Sol Hareket adına açıklamada bulunan Abdullah Korkmazhan, KIB-TEK’in özelleştirilme çabalarına karşı EL-SEN ve Sendikal Platform’un yanında olduklarını belirterek, KIB-TEK’in üzerinde “zarar ettir, batır ve sat oyunu” oynandığının altını çizdi.
“AKSA Enerji Üretim A.Ş ile imzalanan kıyak sözleşmeler, bir çok zenginin, sermaye grubunun ve kurumların tahsil edilmeyen ve silinen Milyarlarca TL’lik borçları, partizanca istihdam ve usulsüzlükler söz konusudur” diyen Korkmazhan, KTHY, DAİ-DAK ve Ercan Havalimanı’nı gibi Kıbrıs Türk toplumuna ait kurumları AKP yanlısı yeşil sermayeye peşkeş çeken işbirlikçi anlayışın, KIB-TEK’i batırmak ve elektriği de özelleştirmek için sistemli bir çalışma yürüttüğünü kaydetti.
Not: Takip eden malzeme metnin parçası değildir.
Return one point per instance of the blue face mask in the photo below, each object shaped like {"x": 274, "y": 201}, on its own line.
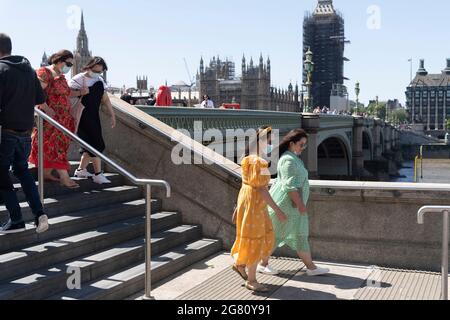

“Dayatma ekonomik paketler iptal edilmeli“
“İçeriği gizlenen ve sözde görüşmeler yolu ile belirlenen dayatma ekonomik paketler, Kıbrıslı Türklerin tüm özvarlıklarını AKP yanlısı sermayeye peşkeş çekmeyi, daha fazla yoksulluğu, ekonomik yıkım ve toplumsal yokoluşu öngörmektedir. Dayatma ekonomik paketleri ve talimat ile yönetilmeyi reddediyoruz” diyen Korkmazhan, dayatma ekonomik paketlerin kalkınmayı değil, toplumsal yokoluşu, ekonomik talanı ve Türkiye’ye bağımlılığı derinleştirdiğinin bu güne kadarki uygulamalar ile kanıtlandığını vurguladı.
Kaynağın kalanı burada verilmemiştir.